If you have a cat that bolts its food down (and throws it back up), you can slow its eating down by placing several one to two inch diameter clean rocks in its food bowl. Picking the food out will slow it down. Be sure the rocks aren't so small it could eat them by accident.
If you have multiple cats, and one of them requires special food (from medical to weight-loss diets), then you must go to a fixed feeding schedule to ensure that that cat not only gets the food, but also doesn't get any other food.
Kitty’s Golden Years
Many veterinary nutritionists agree that healthy, active older cats in good physical condition don’t need to change their adult diet. But if you notice a significant change in activity, weight loss or gain, then it may be time to shop around. Most senior cats are more prone to obesity during their senior years since they are generally less active. Protein intake is key to helping maintain kitty’s lean body mass.

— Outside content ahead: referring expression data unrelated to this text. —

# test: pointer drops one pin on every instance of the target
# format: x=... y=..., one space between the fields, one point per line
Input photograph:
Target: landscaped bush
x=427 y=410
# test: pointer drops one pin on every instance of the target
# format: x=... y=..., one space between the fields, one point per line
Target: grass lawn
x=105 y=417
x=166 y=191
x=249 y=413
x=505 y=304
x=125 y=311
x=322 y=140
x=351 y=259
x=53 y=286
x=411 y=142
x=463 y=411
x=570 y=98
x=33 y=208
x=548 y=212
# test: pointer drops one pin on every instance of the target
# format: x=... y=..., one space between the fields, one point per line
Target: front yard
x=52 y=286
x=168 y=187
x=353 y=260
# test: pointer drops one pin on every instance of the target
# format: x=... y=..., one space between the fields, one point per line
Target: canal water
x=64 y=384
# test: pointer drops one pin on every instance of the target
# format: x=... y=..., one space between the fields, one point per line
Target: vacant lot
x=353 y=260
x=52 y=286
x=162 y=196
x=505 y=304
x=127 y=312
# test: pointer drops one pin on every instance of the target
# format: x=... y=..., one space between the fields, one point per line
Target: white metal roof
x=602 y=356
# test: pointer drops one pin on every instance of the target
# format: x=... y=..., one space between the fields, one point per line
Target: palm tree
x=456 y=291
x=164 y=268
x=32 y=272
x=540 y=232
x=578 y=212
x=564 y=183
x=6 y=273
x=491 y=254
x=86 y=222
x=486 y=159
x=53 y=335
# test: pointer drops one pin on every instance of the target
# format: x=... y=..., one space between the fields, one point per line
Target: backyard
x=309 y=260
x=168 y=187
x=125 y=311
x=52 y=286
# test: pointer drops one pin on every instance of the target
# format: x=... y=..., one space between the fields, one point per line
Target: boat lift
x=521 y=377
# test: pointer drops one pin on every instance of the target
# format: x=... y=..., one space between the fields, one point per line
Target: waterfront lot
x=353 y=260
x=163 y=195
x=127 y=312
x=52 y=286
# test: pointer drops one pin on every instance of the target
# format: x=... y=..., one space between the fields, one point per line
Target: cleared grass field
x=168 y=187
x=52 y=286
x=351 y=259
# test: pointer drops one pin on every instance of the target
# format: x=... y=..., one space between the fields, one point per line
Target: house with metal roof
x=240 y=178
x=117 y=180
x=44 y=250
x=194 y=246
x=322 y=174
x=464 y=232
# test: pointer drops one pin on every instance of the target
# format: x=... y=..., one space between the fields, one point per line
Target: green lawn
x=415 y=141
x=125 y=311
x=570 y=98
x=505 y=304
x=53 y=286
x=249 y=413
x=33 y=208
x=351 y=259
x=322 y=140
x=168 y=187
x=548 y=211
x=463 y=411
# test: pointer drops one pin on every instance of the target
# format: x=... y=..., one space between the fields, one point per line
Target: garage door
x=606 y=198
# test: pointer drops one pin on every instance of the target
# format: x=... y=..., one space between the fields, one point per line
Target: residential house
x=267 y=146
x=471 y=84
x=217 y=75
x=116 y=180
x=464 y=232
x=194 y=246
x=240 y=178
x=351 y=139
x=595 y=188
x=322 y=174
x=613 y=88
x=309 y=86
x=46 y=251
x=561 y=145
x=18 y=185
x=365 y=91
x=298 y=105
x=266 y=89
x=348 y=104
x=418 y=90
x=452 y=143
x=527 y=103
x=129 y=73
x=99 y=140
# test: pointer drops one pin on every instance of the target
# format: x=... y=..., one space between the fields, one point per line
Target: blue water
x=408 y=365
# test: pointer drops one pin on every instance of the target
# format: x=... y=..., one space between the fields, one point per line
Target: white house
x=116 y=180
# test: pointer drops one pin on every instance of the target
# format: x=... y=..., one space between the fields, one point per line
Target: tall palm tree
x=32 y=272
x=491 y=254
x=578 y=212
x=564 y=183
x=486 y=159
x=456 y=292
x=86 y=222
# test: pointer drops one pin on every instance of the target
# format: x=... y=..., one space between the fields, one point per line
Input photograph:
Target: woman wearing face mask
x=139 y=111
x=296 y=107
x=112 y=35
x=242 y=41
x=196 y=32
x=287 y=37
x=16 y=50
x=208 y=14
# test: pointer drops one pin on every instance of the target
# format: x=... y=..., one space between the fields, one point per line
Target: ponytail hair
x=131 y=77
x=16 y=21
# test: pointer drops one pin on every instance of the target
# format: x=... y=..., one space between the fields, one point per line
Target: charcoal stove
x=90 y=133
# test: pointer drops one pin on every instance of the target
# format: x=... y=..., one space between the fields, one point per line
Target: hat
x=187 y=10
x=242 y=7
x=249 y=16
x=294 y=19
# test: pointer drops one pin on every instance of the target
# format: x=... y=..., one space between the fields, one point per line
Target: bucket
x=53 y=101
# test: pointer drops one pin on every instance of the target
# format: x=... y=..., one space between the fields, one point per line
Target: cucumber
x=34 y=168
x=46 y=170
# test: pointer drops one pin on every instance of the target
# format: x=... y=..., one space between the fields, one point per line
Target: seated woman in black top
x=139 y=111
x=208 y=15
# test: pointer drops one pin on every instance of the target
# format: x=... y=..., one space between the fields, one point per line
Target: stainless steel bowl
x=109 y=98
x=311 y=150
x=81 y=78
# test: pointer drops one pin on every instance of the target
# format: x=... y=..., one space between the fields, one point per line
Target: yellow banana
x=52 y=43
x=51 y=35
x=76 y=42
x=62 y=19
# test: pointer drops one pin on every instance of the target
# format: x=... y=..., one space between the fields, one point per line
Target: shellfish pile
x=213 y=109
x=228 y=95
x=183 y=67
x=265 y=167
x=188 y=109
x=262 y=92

A protein concentration of at least 30% is advised.
Read the labels
The only way to really know if your cat is getting a good diet is by reading the labels and following your veterinarian’s guidelines. The life stage claim on the package will tell you if the food is complete and balanced depending on the stages of a cat’s life. It will also tell you if the food has been tested by and Association of American Feed Control Officials (AAFCO) feeding trial, which is the most rigorous test applied industry-wide to pet foods. If the food has passed, the word “feeding” will be in the life stage claim.